Ignorance at The Economist
Over the years since 9/11, The Economist has run a series of commentaries on globalization, corporate responsibility and the common good under such titles as “Profits over people”, “Globalization and its critics”, “The good company”, and “Profits and the public good”. The pieces are clearly written and worth reading — if you’re interested in a refresher course on the best available thinking about 19th century economics.

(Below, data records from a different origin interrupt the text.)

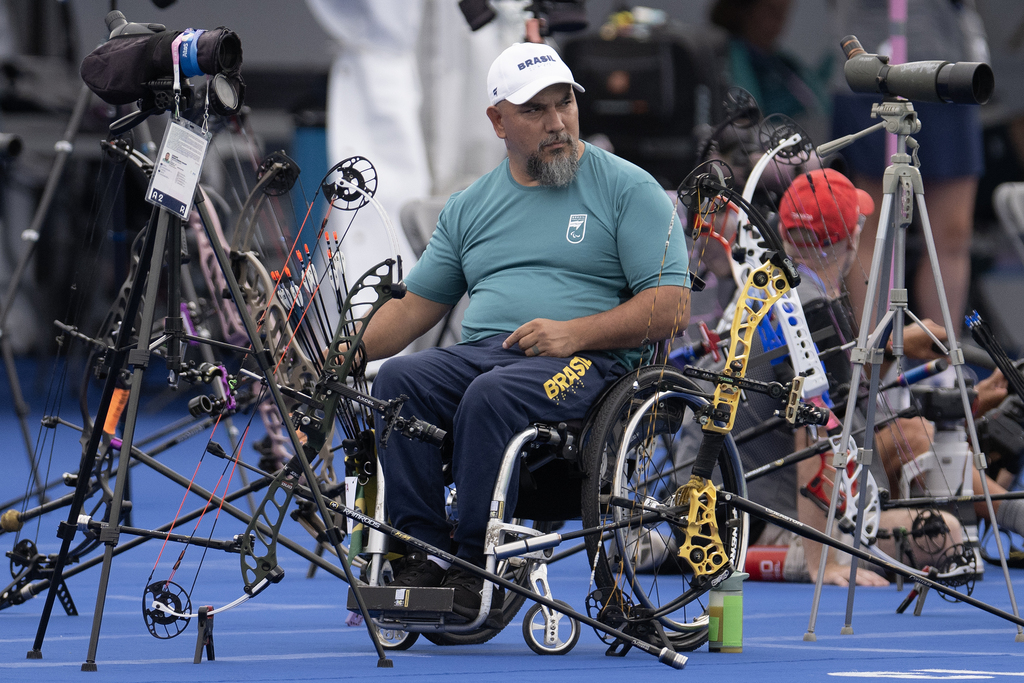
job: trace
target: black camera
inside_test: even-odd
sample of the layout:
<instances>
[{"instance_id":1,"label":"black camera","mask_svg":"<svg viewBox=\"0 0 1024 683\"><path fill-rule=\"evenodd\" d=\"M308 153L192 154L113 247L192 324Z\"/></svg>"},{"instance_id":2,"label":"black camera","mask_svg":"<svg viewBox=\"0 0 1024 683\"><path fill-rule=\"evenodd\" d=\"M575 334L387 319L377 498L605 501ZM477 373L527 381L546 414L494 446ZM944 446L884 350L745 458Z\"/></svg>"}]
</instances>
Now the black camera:
<instances>
[{"instance_id":1,"label":"black camera","mask_svg":"<svg viewBox=\"0 0 1024 683\"><path fill-rule=\"evenodd\" d=\"M910 391L922 417L931 420L940 429L945 423L957 422L966 417L964 401L956 387L913 386ZM967 397L970 402L978 397L974 387L967 388Z\"/></svg>"},{"instance_id":2,"label":"black camera","mask_svg":"<svg viewBox=\"0 0 1024 683\"><path fill-rule=\"evenodd\" d=\"M1024 459L1024 401L1020 396L1007 396L998 408L979 419L977 426L981 450L991 465L1018 474Z\"/></svg>"},{"instance_id":3,"label":"black camera","mask_svg":"<svg viewBox=\"0 0 1024 683\"><path fill-rule=\"evenodd\" d=\"M490 24L498 14L487 0L459 0L459 9L473 31ZM541 35L552 32L571 33L587 28L584 0L535 0L526 7L541 20Z\"/></svg>"},{"instance_id":4,"label":"black camera","mask_svg":"<svg viewBox=\"0 0 1024 683\"><path fill-rule=\"evenodd\" d=\"M995 77L983 61L910 61L890 65L889 57L868 54L856 36L841 45L846 53L843 73L854 92L877 92L922 102L984 104Z\"/></svg>"},{"instance_id":5,"label":"black camera","mask_svg":"<svg viewBox=\"0 0 1024 683\"><path fill-rule=\"evenodd\" d=\"M242 40L233 31L168 31L162 24L129 24L117 10L106 15L106 28L110 39L85 57L81 69L82 80L103 101L138 101L151 113L169 109L177 62L181 80L213 77L210 109L215 113L230 116L242 109Z\"/></svg>"}]
</instances>

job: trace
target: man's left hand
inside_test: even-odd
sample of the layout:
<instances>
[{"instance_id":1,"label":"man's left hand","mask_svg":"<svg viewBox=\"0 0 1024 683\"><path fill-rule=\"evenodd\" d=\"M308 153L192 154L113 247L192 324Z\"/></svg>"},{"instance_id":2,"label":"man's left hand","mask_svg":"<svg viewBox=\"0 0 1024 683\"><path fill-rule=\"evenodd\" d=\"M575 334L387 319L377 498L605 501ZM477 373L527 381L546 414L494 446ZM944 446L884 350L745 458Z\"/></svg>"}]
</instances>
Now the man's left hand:
<instances>
[{"instance_id":1,"label":"man's left hand","mask_svg":"<svg viewBox=\"0 0 1024 683\"><path fill-rule=\"evenodd\" d=\"M526 355L551 355L564 358L580 350L577 336L572 333L571 321L549 321L538 317L509 335L502 343L503 348L519 344Z\"/></svg>"}]
</instances>

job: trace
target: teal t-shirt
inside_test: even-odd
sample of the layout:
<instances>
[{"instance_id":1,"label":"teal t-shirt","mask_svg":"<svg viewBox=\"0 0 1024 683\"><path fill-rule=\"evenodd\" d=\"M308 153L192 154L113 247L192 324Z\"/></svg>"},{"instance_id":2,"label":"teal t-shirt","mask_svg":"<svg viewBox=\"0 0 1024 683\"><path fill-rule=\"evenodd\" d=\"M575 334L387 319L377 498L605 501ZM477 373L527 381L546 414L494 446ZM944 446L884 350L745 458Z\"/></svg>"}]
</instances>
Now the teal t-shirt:
<instances>
[{"instance_id":1,"label":"teal t-shirt","mask_svg":"<svg viewBox=\"0 0 1024 683\"><path fill-rule=\"evenodd\" d=\"M600 313L658 284L689 286L675 216L646 171L591 144L565 187L520 185L506 159L452 195L406 284L451 305L469 293L463 342L538 317ZM635 349L612 354L627 365L637 357Z\"/></svg>"}]
</instances>

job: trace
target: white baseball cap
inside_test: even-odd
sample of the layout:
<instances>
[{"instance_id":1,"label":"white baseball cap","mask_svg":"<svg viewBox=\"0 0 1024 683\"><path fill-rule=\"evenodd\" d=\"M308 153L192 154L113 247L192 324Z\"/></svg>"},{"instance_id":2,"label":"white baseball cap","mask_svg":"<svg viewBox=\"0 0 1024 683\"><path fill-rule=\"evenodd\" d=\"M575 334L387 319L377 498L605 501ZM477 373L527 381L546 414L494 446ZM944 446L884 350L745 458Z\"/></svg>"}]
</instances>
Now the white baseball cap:
<instances>
[{"instance_id":1,"label":"white baseball cap","mask_svg":"<svg viewBox=\"0 0 1024 683\"><path fill-rule=\"evenodd\" d=\"M487 72L487 97L492 104L507 99L522 104L555 83L568 83L580 92L572 72L558 53L542 43L515 43L498 55Z\"/></svg>"}]
</instances>

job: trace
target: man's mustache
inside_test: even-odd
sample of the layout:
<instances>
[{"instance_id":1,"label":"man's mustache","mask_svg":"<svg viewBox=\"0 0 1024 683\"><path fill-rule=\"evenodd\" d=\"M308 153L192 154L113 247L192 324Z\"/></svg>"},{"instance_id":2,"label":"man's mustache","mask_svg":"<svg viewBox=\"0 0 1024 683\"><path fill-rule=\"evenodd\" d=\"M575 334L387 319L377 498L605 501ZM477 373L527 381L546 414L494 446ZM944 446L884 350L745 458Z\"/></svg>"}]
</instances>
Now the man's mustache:
<instances>
[{"instance_id":1,"label":"man's mustache","mask_svg":"<svg viewBox=\"0 0 1024 683\"><path fill-rule=\"evenodd\" d=\"M572 136L569 135L568 133L552 133L551 135L548 135L546 138L541 140L541 143L537 145L537 150L538 152L543 152L544 147L548 146L549 144L557 144L559 142L561 142L562 144L571 145L573 142Z\"/></svg>"}]
</instances>

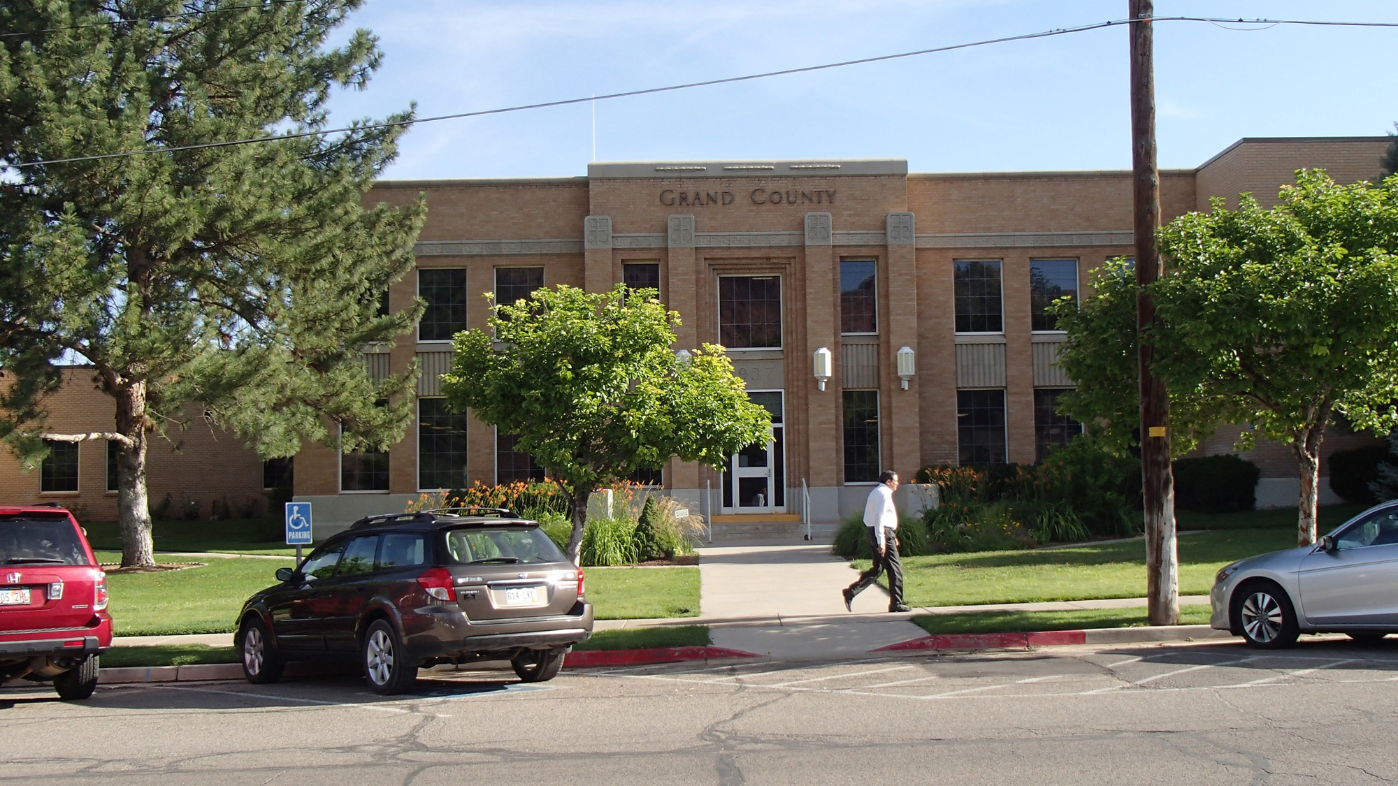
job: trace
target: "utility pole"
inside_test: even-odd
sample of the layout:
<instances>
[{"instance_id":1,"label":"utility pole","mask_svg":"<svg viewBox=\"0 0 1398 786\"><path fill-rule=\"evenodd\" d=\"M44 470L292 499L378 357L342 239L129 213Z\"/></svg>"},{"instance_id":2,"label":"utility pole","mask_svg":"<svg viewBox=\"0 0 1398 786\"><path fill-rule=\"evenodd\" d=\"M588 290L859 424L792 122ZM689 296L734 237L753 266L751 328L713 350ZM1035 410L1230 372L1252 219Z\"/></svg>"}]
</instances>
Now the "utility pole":
<instances>
[{"instance_id":1,"label":"utility pole","mask_svg":"<svg viewBox=\"0 0 1398 786\"><path fill-rule=\"evenodd\" d=\"M1155 66L1152 0L1127 0L1131 18L1131 196L1135 207L1137 368L1141 375L1141 492L1145 501L1146 615L1152 625L1180 622L1180 566L1170 471L1170 397L1155 375L1155 301L1145 287L1163 273L1155 231L1160 227L1160 171L1155 164ZM1142 21L1145 20L1145 21Z\"/></svg>"}]
</instances>

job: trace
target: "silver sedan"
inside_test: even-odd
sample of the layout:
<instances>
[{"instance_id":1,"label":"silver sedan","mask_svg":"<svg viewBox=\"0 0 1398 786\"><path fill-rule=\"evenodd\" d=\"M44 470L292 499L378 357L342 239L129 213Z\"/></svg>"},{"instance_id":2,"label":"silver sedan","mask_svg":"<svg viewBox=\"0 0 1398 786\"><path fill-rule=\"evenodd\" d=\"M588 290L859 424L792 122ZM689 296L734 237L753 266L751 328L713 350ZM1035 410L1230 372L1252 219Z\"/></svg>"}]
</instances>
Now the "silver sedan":
<instances>
[{"instance_id":1,"label":"silver sedan","mask_svg":"<svg viewBox=\"0 0 1398 786\"><path fill-rule=\"evenodd\" d=\"M1362 642L1398 634L1398 501L1364 510L1316 545L1225 565L1209 600L1211 627L1261 648L1290 646L1300 634Z\"/></svg>"}]
</instances>

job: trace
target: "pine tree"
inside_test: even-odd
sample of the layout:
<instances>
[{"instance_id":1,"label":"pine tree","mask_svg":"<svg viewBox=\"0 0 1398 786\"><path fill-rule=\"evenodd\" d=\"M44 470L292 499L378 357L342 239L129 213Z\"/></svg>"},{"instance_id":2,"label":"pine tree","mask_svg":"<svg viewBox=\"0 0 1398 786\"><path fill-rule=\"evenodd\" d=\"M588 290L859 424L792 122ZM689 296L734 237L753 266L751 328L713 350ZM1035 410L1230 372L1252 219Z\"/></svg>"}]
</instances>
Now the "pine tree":
<instances>
[{"instance_id":1,"label":"pine tree","mask_svg":"<svg viewBox=\"0 0 1398 786\"><path fill-rule=\"evenodd\" d=\"M0 38L0 438L28 466L120 446L123 565L152 562L150 441L190 414L264 457L383 448L411 417L415 369L376 382L361 354L418 316L380 303L425 206L361 204L405 126L315 133L382 59L362 29L326 48L358 6L0 1L24 34ZM55 434L45 401L85 368L116 427Z\"/></svg>"}]
</instances>

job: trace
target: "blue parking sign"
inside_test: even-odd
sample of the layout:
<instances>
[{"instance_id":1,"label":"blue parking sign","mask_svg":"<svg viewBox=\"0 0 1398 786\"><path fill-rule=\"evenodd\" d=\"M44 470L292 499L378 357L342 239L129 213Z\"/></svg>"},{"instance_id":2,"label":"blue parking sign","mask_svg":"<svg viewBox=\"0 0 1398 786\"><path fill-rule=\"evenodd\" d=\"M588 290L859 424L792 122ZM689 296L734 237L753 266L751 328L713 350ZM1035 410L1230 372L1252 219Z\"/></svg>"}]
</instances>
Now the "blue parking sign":
<instances>
[{"instance_id":1,"label":"blue parking sign","mask_svg":"<svg viewBox=\"0 0 1398 786\"><path fill-rule=\"evenodd\" d=\"M287 545L310 545L310 502L287 503Z\"/></svg>"}]
</instances>

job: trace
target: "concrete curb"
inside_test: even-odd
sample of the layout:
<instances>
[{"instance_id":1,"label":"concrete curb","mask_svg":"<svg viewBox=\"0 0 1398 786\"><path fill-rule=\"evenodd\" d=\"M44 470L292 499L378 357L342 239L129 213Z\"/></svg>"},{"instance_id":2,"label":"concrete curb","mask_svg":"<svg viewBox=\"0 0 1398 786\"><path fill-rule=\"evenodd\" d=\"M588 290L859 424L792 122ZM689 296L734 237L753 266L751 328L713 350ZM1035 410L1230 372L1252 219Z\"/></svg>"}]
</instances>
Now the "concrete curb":
<instances>
[{"instance_id":1,"label":"concrete curb","mask_svg":"<svg viewBox=\"0 0 1398 786\"><path fill-rule=\"evenodd\" d=\"M1064 645L1124 645L1142 642L1184 642L1230 639L1227 631L1208 625L1160 625L1152 628L1083 628L1078 631L1036 631L1026 634L938 634L898 642L870 652L925 652L939 649L1025 649Z\"/></svg>"}]
</instances>

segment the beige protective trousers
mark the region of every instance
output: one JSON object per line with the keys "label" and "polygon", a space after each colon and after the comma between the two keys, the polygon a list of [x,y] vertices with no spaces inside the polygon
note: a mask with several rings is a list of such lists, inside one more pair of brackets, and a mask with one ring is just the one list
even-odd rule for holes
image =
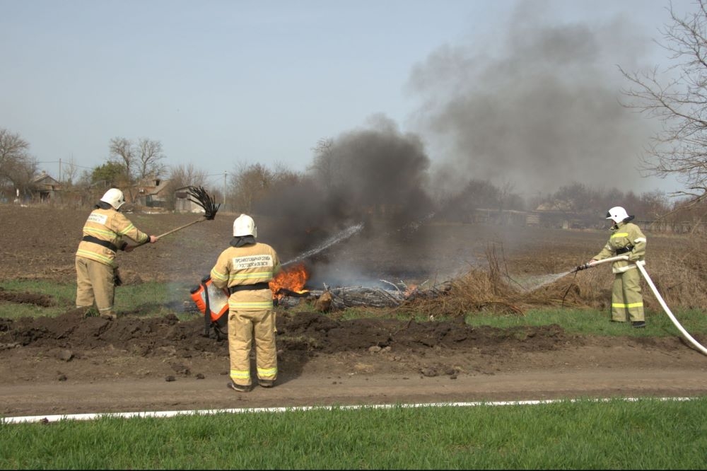
{"label": "beige protective trousers", "polygon": [[258,379],[274,381],[277,378],[275,313],[271,309],[229,311],[230,378],[243,386],[251,385],[250,348],[254,337]]}
{"label": "beige protective trousers", "polygon": [[115,283],[113,268],[83,257],[76,257],[76,307],[90,308],[95,302],[99,314],[113,314]]}
{"label": "beige protective trousers", "polygon": [[641,274],[633,268],[614,274],[612,286],[612,320],[645,320],[643,297],[641,293]]}

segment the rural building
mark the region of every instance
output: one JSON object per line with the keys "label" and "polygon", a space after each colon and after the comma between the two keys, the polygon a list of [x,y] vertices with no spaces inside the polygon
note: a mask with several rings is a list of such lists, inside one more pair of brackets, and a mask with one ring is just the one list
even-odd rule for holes
{"label": "rural building", "polygon": [[45,170],[32,179],[32,199],[49,202],[57,199],[62,191],[62,185]]}
{"label": "rural building", "polygon": [[204,208],[189,199],[189,187],[182,187],[175,190],[175,211],[177,213],[201,213]]}
{"label": "rural building", "polygon": [[168,180],[145,178],[135,185],[132,202],[148,208],[168,208],[172,196],[170,186]]}

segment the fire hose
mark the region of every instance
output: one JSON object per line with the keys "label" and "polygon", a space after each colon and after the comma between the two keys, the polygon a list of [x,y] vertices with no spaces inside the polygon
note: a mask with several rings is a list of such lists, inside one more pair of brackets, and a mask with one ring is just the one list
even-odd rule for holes
{"label": "fire hose", "polygon": [[[606,263],[607,262],[616,262],[617,260],[629,260],[628,255],[618,255],[617,257],[611,257],[609,258],[604,258],[601,260],[590,262],[580,265],[575,269],[575,271],[583,270],[587,268],[596,267],[600,264]],[[643,267],[643,265],[645,264],[645,262],[637,262],[635,263],[634,264],[636,264],[636,267],[638,269],[638,271],[641,272],[641,274],[643,275],[643,279],[645,280],[645,282],[648,284],[649,286],[650,286],[650,290],[653,292],[653,294],[655,295],[655,297],[658,298],[658,302],[660,303],[660,306],[663,308],[663,310],[665,311],[665,313],[667,314],[667,316],[670,318],[670,320],[672,321],[672,323],[674,324],[676,327],[677,327],[677,330],[680,331],[680,333],[682,333],[682,335],[691,344],[697,347],[697,349],[699,349],[700,351],[707,355],[707,349],[703,347],[699,342],[695,340],[692,337],[692,336],[690,335],[690,334],[686,330],[685,330],[684,327],[683,327],[682,325],[680,325],[680,322],[677,321],[677,319],[675,318],[675,316],[673,315],[672,313],[670,311],[670,308],[668,308],[667,305],[665,303],[665,301],[662,298],[662,296],[660,296],[660,293],[658,293],[658,290],[655,287],[655,285],[653,284],[653,281],[650,279],[650,277],[648,276],[648,272],[645,271],[645,268]]]}

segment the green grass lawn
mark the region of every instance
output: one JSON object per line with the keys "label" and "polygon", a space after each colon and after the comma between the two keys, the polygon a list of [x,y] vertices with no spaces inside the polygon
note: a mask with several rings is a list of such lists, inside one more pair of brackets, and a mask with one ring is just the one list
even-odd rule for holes
{"label": "green grass lawn", "polygon": [[707,398],[0,424],[2,469],[704,469]]}

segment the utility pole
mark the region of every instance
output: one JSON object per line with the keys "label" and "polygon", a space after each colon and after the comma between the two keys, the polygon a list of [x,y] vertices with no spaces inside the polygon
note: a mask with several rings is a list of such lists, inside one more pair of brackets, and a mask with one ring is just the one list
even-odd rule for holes
{"label": "utility pole", "polygon": [[228,172],[223,170],[223,208],[226,208],[226,176],[228,175]]}

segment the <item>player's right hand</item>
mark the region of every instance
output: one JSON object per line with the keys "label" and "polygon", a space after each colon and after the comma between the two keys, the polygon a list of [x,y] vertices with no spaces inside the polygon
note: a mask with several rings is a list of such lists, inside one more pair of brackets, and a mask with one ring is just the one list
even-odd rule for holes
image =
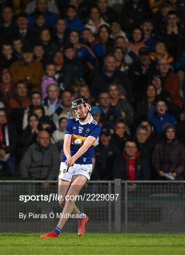
{"label": "player's right hand", "polygon": [[73,159],[72,157],[70,157],[68,159],[66,160],[65,161],[66,165],[69,166],[73,166],[74,165],[74,163],[75,162],[75,161],[74,159]]}

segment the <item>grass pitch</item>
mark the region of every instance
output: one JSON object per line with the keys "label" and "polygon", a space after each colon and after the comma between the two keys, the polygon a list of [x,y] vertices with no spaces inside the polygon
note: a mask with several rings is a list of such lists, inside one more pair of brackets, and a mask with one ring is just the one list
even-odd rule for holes
{"label": "grass pitch", "polygon": [[185,255],[185,234],[0,233],[1,255]]}

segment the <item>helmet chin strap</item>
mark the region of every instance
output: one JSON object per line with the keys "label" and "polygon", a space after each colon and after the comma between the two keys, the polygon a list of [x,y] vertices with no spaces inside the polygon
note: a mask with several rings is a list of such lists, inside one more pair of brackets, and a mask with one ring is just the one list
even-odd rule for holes
{"label": "helmet chin strap", "polygon": [[80,118],[80,117],[78,117],[78,118],[80,120],[80,121],[83,121],[84,120],[85,120],[86,119],[86,118],[87,118],[87,117],[88,116],[88,112],[89,112],[89,110],[88,111],[88,113],[87,114],[86,116],[85,117],[81,117],[81,118]]}
{"label": "helmet chin strap", "polygon": [[[76,115],[77,118],[78,118],[79,119],[79,120],[80,120],[80,121],[83,121],[84,120],[85,120],[85,119],[86,119],[86,118],[87,118],[87,117],[88,116],[88,114],[89,111],[91,110],[91,107],[90,107],[90,106],[88,106],[86,104],[86,105],[85,105],[85,106],[86,106],[86,107],[87,107],[88,110],[88,113],[87,113],[86,116],[85,117],[83,117],[80,118],[80,117],[79,117],[77,115]],[[83,114],[84,113],[85,113],[85,112],[84,112],[83,113]]]}

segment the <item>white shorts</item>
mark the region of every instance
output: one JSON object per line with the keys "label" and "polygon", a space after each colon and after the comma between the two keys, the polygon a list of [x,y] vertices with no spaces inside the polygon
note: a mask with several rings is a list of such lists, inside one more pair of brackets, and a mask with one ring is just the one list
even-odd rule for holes
{"label": "white shorts", "polygon": [[79,165],[75,164],[73,166],[70,166],[68,172],[66,172],[68,166],[63,162],[61,162],[60,166],[59,179],[64,181],[71,181],[72,177],[74,175],[83,175],[90,180],[91,176],[92,164]]}

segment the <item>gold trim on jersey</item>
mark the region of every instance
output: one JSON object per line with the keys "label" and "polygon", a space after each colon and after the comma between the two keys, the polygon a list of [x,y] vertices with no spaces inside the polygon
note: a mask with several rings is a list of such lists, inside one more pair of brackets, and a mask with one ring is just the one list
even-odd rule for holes
{"label": "gold trim on jersey", "polygon": [[[87,137],[83,137],[83,136],[80,136],[80,135],[77,135],[76,134],[72,134],[72,137],[71,137],[71,140],[70,141],[70,143],[72,145],[75,145],[74,142],[75,140],[77,139],[80,139],[82,141],[82,144],[80,145],[79,145],[80,146],[82,146],[83,144],[84,143],[84,141],[87,139]],[[95,141],[93,142],[93,143],[92,144],[92,146],[94,146],[95,145]]]}

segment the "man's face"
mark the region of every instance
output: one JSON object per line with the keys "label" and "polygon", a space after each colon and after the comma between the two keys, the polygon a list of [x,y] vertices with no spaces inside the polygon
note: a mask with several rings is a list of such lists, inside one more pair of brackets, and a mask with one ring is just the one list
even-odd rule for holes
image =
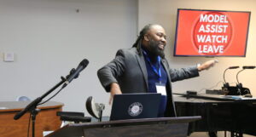
{"label": "man's face", "polygon": [[145,37],[148,42],[148,50],[154,55],[164,57],[166,45],[166,35],[164,28],[160,26],[153,26]]}

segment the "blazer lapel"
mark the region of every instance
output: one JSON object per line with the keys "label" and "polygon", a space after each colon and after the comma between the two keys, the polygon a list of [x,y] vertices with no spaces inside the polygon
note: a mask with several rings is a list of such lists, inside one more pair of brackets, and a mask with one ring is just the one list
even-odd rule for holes
{"label": "blazer lapel", "polygon": [[148,89],[148,72],[147,72],[147,67],[144,60],[143,55],[136,54],[137,60],[140,66],[141,71],[143,74],[143,77],[145,80],[145,83],[147,84],[147,88]]}

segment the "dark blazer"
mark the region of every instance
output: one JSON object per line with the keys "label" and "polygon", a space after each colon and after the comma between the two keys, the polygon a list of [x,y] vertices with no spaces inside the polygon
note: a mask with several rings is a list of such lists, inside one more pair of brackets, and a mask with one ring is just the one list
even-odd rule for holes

Those of us who struggle with 21st century realities, however, need access to better and different thinking. It’s been more than 230 years since Adam Smith wrote about the power of self interest to motivate his local butcher, brewer and baker. Today, the vast majority of those who read The Economist, like the rest of us, get our dinner from ‘farm through food’ chains that stretch across the globe and run through thousands of corporations. “Self interest” continues to matter tremendously. But, the ‘self’ in the phrase is no longer traceable to a local baker or butcher. It’s just more complicated than that.
Continuing to preach — and the tone in these pieces could easily come from a pulpit – about the wondrous power of the profit orientation to bring good things to life has all the superficial appeal of an idiot savant. Yes, there is wisdom. Profits and the profit orientation in markets matters to the health and well being of the globe.
But, note to The Economist: we already know that.
How about taking the risk to learn something new — something that can actually help the rest of us make choices in dealing with complex current reality?